The risk of respiratory disease to bighorn sheep is not speculative. This herd most recently suffered an all-age die-off in the late 1980s that reduced the population to about 45 animals. The herd began to recover in the mid-2000s and reached an estimated 400 animals in 2011. Subsequently, the herd suffered several years of low lamb recruitment likely related to disease issues, and dropped to 340 in 2018. The herd has increased to about 390 animals now, but remains threatened even following this agreement between NWF and the Etchart family.

Unfortunately, there are still 10 permitted Bureau of Land Management (BLM) and U.S. Forest Service (USFS) domestic sheep grazing allotments that directly overlap the occupied range of the San Juans West herd and continue to put the population in jeopardy. Despite the documented risk of interaction between bighorns and domestic sheep, the USFS and BLM refuse to complete environmental analyses of the risk when they renew grazing permits in the area. When the agencies do undertake analyses, those proposed decisions languish under political pressure to avoid any actions that may reduce the availability of federal lands for livestock grazing.

One such BLM analysis includes 3 of the still active allotments overlapping the San Juans West herd, and has been ongoing since 2012. The BLM issued proposed decisions on the analysis in 2021, but have yet to sign a decision. Meanwhile, the domestic sheep return to the alpine bighorn sheep habitat each summer, risking another catastrophic die-off event.

A USFS grazing analysis in the nearby Weminuche Wilderness, which analyzed domestic sheep allotments affecting the high-value Weminuche bighorn sheep herd, has likewise stalled, with no timeline for restarting. The Forest began a scoping process for an Environmental Assessment in 2012, which was subsequently suspended in 2014 so that the Forest could begin an Environmental Impact statement process. A draft EIS and proposed decision were released in 2016, but the project was again stalled that winter. That EIS found that several of the analyzed allotments were high risk to bighorn sheep, due to "contact rates [between bighorns and domestic sheep] more frequent than the levels thought necessary to maintain the [bighorn sheep] herd persistence for the long term."

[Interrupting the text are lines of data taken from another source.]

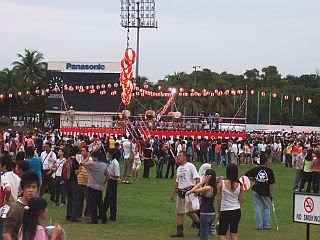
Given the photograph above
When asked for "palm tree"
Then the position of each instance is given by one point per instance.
(11, 84)
(31, 66)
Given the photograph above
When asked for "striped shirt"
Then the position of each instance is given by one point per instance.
(83, 176)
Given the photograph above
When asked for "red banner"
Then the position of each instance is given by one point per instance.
(160, 133)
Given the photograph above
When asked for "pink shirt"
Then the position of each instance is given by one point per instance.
(41, 234)
(316, 164)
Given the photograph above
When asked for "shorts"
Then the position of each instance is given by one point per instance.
(229, 220)
(136, 166)
(127, 167)
(181, 207)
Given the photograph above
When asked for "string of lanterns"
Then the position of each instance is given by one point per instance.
(167, 105)
(126, 75)
(205, 93)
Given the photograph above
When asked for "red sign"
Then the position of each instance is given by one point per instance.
(159, 133)
(308, 205)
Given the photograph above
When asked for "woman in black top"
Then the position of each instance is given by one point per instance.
(147, 161)
(208, 190)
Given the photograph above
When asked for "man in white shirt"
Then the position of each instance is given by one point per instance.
(187, 177)
(10, 183)
(128, 149)
(111, 193)
(49, 159)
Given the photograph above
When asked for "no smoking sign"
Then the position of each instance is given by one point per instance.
(308, 205)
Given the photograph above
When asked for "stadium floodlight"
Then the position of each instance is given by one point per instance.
(138, 14)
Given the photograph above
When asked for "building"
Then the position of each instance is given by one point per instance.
(83, 94)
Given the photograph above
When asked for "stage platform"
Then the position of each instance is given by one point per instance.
(160, 133)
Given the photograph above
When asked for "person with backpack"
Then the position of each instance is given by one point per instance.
(262, 195)
(69, 174)
(59, 183)
(230, 196)
(35, 164)
(49, 159)
(207, 188)
(98, 175)
(307, 172)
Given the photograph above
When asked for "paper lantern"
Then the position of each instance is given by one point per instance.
(130, 54)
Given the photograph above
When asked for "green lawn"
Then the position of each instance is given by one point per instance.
(145, 212)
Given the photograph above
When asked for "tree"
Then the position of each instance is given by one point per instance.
(31, 67)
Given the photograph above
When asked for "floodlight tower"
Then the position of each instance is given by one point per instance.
(138, 14)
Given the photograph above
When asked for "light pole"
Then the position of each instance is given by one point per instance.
(195, 73)
(138, 14)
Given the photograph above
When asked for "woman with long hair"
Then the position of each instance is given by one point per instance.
(207, 188)
(229, 197)
(31, 228)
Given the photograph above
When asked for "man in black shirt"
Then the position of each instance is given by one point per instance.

In 2018, the Forest Service again announced a delay in the process while they "gathered more data." Note in the linked article that I am quoted saying that it would result in a minimum 4-5 year delay in the process. No effort has been made by the Forest to move forward on the analysis since then. Last February I was told that they intended to move forward in Fiscal Year 2024, but just two weeks ago I was told that they have no timeline for renewing the analysis now. All the while, high risk grazing continues on the allotments, and the the nearest Weminuche bighorn sheep subherd to the allotments has dwindled from 125 animals in 2011 to just 80 last year. And all indications are that the number could be significantly lower when Colorado Parks and Wildlife releases their annual population estimates next month.

So, while I am thrilled that an agreement has been reached on the Etchart family allotments and the threat to bighorn sheep has been reduced, I remain dismayed at the lack of action on the part of the federal land management agencies. Federal grazing is an agency-permitted privilege, not a right. Each time the agencies choose to reauthorize grazing on high-risk allotments without environmental review, they fail their statutory responsibility to manage lands in a way that creates no significant impacts to the human environment, or to inform the public about the impacts of their permitted actions. We should not be relying upon third party NGOs to negotiate settlements and raise hundreds of thousands of dollars in private funds to protect our bighorn sheep herds.
 
Lemme make sure I understand this. This is public land, but we have to pay the family to stop leasing grazing rights to them?